Однажды двум врагам на корабле одном
Плыть довелось в открытом море бурном;
Чтоб не встречать друг друга нипочем,
Один ушел на нос, другой весьма недурно
Устроился, напротив, на корме.

Но вот опасный наступил момент.
Шторм бушевал. Корабль мог потонуть.
И тот, что на корме, спросил:
Что тонет раньше – нос или корма?
Ответил кормчий: Нос.
Тут радостно спросивший произнес:
Ну что ж! Я свой удел не прокляну!
Пусто утону, когда не хватит сил!
Удачу дарит мне судьба сама:
Увижу я пред смертию своей,
Как захлебнется враг!
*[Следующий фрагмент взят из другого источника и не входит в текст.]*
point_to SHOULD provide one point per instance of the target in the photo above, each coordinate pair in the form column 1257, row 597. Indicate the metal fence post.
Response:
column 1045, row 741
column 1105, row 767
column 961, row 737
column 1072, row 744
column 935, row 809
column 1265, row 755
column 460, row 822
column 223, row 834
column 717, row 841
Корабль, тони скорей!

Из ненависти к ближнему иной
Теряет и рассудок и покой
И сам готов страдать он, как дурак,
Лишь только б видеть, как страдает враг.


Клад
(Крестьянин и дети)

Один крестьянин-виноградарь
Участок свой из края в край
Возделывал всегда, как надо,
Чтоб был высоким урожай.

Поняв, что дни уж сочтены,
Подумал, как найти бы средство,
Чтоб глупые еще сыны
Не растранжирили наследство.
Вот, сыновей к себе позвав,
Сказал, лозу не указав,
Что под лозой зарытый клад
В наследство им оставить рад.

Он умер. Сыновья, не зная
Где спрятан клад, лопаты взяли
И землю всю перекопали;
Клад не нашли, но урожая
Добились в этот год такого
Невиданного, право слово:
Он их обогатил стократ
Щедрее, чем заветный клад.

С тех пор известно на миру,
Что клад для человека – труд.


Барс и Лиса

Однажды модник Барс,
хвастливый от натуры,
гордясь пятнистостью своей,
лисицу вызывал на спор:
кто из двоих красивей, утверждая,
что это он – о том твердит весь свет, –
ведь так изящен без прикрас
покрывший всю его фигуру
от кончика хвоста и до бровей
изысканный узор.
Лиса, предпочитая
быть краткою, дала такой ответ:
Изысканнее, спору нет,
твой превосходный мех,
мой распрекрасный кум,
но мой изысканнее ум.

Мораль: как ни эффектен франт
в одежде модного фасона,
ценнее внешности пижона
глубокий ум и подлинный талант.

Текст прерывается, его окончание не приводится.